L’Orient-Le Jour, 15 février 2021
– Président du Conseil d’État (maronite),
– Commissaire du gouvernement auprès du Conseil (chiite),
– Présidents des quatre autres chambres (chiite, sunnite, maronite et orthodoxe).
Ceci a non seulement imposé cette formule confessionnelle, mais aussi toute une confessionnalisation dans la répartition des chambres. C’est ainsi que la deuxième chambre est devenue la chambre sunnite, la troisième chiite, la quatrième maronite et la cinquième orthodoxe.
Avant 1990, cette tradition jouissait encore d’une certaine souplesse. Ainsi, un juge sunnite (Wafic al-Kassar) a été nommé à la tête du Conseil d’État dans les années 1950. Cependant, l’intensification du système des quotas politico-sectaires après la guerre civile a donné un aspect confessionnel à de nombreuses chambres. La même chose s’est produite dans la juridiction judiciaire, où la flexibilité qui avait conduit à la fin des années 80 à la nomination d’un juge sunnite, le défunt Atef al-Nakib, à la tête du Conseil supérieur de la magistrature a été complètement abandonnée.

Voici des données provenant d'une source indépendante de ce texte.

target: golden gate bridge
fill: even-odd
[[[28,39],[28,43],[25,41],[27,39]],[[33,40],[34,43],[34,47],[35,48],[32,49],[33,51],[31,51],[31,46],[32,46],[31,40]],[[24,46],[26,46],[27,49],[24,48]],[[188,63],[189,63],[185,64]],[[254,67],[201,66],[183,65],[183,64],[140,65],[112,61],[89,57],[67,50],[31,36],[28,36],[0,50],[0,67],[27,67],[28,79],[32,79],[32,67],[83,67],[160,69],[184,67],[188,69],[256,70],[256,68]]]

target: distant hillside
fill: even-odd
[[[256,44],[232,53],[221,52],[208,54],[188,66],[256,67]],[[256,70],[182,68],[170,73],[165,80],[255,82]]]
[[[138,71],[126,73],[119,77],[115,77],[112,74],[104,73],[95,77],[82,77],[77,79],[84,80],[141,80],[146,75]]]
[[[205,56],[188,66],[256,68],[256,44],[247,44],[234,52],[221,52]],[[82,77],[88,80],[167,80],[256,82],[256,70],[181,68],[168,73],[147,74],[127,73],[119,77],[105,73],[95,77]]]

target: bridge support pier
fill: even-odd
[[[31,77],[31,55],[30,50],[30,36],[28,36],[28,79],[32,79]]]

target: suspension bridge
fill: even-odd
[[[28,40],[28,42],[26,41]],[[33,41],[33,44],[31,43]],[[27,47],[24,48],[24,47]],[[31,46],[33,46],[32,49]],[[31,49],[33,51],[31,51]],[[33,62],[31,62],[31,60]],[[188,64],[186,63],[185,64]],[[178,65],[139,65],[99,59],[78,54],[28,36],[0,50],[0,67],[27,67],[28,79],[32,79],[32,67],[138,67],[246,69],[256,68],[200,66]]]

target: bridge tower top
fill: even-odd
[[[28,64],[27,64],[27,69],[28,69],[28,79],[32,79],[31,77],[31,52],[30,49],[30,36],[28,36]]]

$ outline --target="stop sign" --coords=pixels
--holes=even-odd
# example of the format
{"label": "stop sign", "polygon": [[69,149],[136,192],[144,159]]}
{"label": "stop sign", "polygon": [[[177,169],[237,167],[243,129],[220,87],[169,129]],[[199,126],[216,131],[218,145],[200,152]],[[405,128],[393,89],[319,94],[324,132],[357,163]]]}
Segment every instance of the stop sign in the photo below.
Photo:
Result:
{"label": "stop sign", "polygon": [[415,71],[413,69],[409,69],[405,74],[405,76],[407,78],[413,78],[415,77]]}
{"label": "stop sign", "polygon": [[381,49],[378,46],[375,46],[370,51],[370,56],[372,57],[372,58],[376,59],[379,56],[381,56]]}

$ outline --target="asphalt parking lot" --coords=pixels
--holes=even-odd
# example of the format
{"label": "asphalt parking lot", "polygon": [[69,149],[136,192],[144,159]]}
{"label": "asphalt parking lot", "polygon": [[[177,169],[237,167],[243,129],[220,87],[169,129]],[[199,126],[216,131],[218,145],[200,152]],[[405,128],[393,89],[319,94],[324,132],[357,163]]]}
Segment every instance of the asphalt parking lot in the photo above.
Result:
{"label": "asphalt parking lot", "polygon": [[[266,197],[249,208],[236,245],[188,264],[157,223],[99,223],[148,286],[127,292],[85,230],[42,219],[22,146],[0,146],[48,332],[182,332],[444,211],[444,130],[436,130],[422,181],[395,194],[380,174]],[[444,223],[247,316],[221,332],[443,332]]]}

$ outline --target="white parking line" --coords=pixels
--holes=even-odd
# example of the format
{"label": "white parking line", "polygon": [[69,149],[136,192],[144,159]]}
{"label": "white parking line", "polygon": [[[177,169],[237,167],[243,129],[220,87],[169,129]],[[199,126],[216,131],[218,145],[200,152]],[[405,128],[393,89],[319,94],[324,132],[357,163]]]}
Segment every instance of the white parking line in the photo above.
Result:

Il convient de noter ici que cette répartition confessionnelle est en violation totale des dispositions de l’article 95 de la Constitution (modifié par la loi constitutionnelle du 21 septembre 1990, en application de l’accord de Taëf), étant donné que ledit article prévoit un équilibre dans la répartition confessionnelle pour les fonctions de première catégorie ou leur équivalent, et interdit de réserver une fonction à une communauté déterminée.
Cette pratique confessionnelle a ouvert grand la porte aux demandes récurrentes d’établir un certain équilibre d’influence entre les juges des différentes communautés. On constate notamment des revendications relatives à l’ajout de deux chambres, l’une présidé par un juge grecque-catholique et l’autre par un juge druze. Un projet de loi a été élaboré dans ce sens, mais il a été rejeté au sein de la commission parlementaire de l’Administration et de la Justice.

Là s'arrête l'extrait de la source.